STAMFORD, Conn. (CBSNewYork/AP) — A Connecticut woman who has remained mostly quiet in the two years since a raging Christmas Day fire took the lives of her three daughters and parents is opening up about the tragedy in a revealing magazine article.
In a personal memoir in the December issue of Vogue, Madonna Badger details how she continues to cope with the loss of her 7-year-old twins, Grace and Sarah; her 9-year-old, Lily; and her parent,s Lomer and Pauline Johnson.
“The pain is just so huge that sometimes it feels like a prison cell,” Badger wrote. “I go to wherever the light is, because anything else is darkness, and it can be a deeply black darkness.”
In the article, titled “The Long Road Back: How to Keep Going After the Unimaginable Happens,” Badger describes how she desperately tried everything she could to save her girls, but couldn’t because the fire and smoke were too intense.
“Even today I wake up most mornings and I’m back there trying to figure out how to save everyone or what I could have done differently,” Badger wrote.
In the months following the tragedy, Badger fought suicidal thoughts and overcame several stays at psychiatric hospitals.
Slowly with the help of friends and doctors, Badger said, “I was getting my brain back online.”
“I’m still a mom and I’m still my parents’ daughter, just because they’re all gone doesn’t mean that any of that stops and what better way to honor their lives than to not give up?” Badger wrote.
Vogue Senior Editor Corey Seymour worked on the piece with Badger for about a month.
“It was very emotional for her to talk about, to write about,” he told CBS 2’s Andrea Grymes.
“She’s willing to go to the dark parts in order to get to the richer part about getting her life back.”
Next September, Badger will marry longtime friend Bill Dukes, who was one of three people at her bedside in the hours after the tragedy.
They plan to volunteer this Christmas to help children in need. Last Christmas, Badger traveled to Thailand and donated her daughters’ toys to girls at an orphanage.
Giving back helps ease the pain temporarily, she said.
“It’s never going to be easy,” Badger wrote. “But trying really hard to not feel sorry for myself makes me feel good. Being of service helps the pain to go away, if only for a little while, and giving and receiving love makes me feel good.”
Pyschiatrist Dr.

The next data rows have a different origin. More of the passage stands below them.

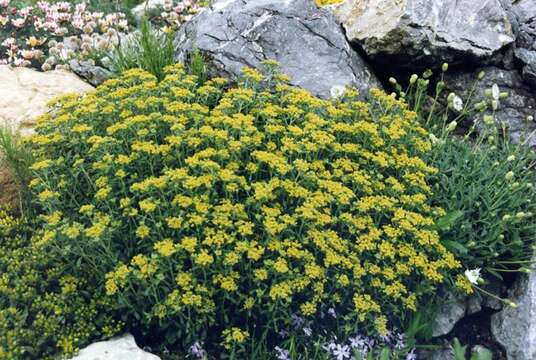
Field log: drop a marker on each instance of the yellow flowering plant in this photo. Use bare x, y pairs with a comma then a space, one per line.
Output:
214, 213
43, 311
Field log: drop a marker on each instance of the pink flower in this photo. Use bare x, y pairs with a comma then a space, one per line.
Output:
18, 23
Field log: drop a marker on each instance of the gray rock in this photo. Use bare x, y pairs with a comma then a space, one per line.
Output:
513, 111
440, 354
528, 60
95, 75
305, 40
482, 352
474, 304
145, 7
115, 349
452, 311
428, 32
515, 328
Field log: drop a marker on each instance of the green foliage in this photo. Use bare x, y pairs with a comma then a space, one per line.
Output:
198, 67
150, 49
219, 215
43, 312
458, 350
485, 182
17, 157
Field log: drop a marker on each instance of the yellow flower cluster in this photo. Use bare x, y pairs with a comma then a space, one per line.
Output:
43, 313
203, 203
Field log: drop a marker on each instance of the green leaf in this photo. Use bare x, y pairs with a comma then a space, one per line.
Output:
446, 222
455, 247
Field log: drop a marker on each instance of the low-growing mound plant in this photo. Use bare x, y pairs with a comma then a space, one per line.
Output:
44, 311
233, 217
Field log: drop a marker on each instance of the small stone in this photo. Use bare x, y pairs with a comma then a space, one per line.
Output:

Anna Yusim said there’s no timetable for dealing with stages of grief, but learning to live again — even after experiencing the most unimaginable tragedy — is possible.
“If people are able to really open their hearts to love — which she was — able to create good support systems, able to find meaning and purpose, it’s something that everybody actually has the potential to do,” Yusim said.
Investigators determined the fire at the Stamford home was started by improperly discarded fireplace embers. The city determined the cause was accidental.
The magazine issue hits newsstands Nov. 19.